このような事実関係のもとにおいては、たとえ下請業者から派遣
された社外工らに受入会社の就業規則が適用されていなくても、
両者の間には労働組合法の適用を受けるべき雇用関係が成立して
いたものとして、受入会社は社外工らとの関係において労組法7条
にいう使用者にあたると解するのが相当である。
【2】キャバレーで演奏する楽団の楽団員とキャバレーを経営する
会社の関係
:阪神観光事件(最高裁s62.2.26判決)
飲食店営業を目的とする会社が、その経営するキャバレーに
おいてバンドマスターと数人の楽団員で構成される楽団に
長期間継続してダンス音楽等の演奏を行なわせている場合
において、バンドマスターも含め右楽団の楽団員が年間を
通じキャバレーに必要な楽団演奏者としてその営業組織に
組み入れられ、キャバレーの営業に合わせ、会社の指定
する時間にその包括的に指示する方法に従って演奏を行い、
会社からバンドマスターに一括して支払われる演奏料は、
各楽団員の楽団演奏という労務提供の対価とみられるなどの
事実関係があった事例。
これらの諸点に照らせば、楽団員は対価を得てその演奏労働力を
会社の処分にゆだね、会社は演奏労働力に対する一般的な指揮命令の
権限を有していたものというべきである。
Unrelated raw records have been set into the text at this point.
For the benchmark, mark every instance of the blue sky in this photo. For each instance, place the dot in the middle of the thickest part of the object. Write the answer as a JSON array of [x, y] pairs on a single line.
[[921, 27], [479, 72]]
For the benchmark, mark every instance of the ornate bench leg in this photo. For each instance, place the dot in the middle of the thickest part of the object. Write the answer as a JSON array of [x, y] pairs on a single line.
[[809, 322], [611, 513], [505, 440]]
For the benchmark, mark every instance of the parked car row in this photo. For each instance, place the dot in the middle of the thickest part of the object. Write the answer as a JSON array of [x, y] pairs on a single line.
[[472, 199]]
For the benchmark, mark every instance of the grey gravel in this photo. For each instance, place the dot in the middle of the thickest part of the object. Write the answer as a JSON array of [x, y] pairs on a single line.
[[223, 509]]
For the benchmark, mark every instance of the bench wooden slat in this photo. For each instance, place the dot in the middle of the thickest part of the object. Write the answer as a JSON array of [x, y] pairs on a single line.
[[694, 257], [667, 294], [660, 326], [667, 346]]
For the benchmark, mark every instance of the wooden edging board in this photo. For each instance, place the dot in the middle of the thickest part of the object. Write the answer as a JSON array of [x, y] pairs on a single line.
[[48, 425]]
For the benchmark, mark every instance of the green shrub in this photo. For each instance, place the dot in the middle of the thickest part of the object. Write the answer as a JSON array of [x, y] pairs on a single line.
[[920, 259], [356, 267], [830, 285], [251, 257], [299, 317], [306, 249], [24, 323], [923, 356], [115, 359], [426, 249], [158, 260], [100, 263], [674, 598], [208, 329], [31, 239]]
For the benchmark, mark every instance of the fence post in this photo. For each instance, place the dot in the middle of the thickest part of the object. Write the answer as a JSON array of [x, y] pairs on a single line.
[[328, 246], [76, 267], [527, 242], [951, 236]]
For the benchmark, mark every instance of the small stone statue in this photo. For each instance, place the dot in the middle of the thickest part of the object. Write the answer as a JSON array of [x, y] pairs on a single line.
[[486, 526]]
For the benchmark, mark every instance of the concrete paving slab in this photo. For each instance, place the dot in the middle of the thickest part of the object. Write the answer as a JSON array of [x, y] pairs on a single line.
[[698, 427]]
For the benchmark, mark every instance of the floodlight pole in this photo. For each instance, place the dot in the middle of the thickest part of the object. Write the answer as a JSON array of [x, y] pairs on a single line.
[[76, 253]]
そうすると、会社は、
楽団員に対する関係において労働組合法7条にいう使用者に当たると
解するのが相当である。
【3】下請会社から派遣された従業員と派遣を受けている
事業主会社の関係
:朝日放送事件(最高裁h7.2.28判決)
事業主が雇用主との間の請負契約により派遣を受けている
労働者をその業務に従事させている場合において、労働者が
従事すべき業務の全般につき、作業日時、作業時間、作業場所、
作業内容等その細部に至るまで事業主が自ら決定し、労働者が
事業主の従業員と共に作業に従事し、その作業の進行がすべて
事業主の指揮監督の下に置かれているなどの事実見解があった
事例。
労組法7条にいう「使用者」の意義については、一般に使用者とは
労働契約上の雇用主をいうものであるが、同条が団結権の侵害に当たる
一定の行為を不当労働行為として排除、是正して正常な労使関係を
回復することを目的としていることにかんがみると、雇用主以外の
事業主であっても、雇用主から労働者の派遣を受けて自己の業務に
従事させ、その労働者の基本的な労働条件等について、雇用主と
部分的とはいえ同視できる程度に現実的かつ具体的に支配、決定
することができる地位にある場合には、その限りにおいて、
右事業主は同条の「使用者」に当たると解するのが相当である。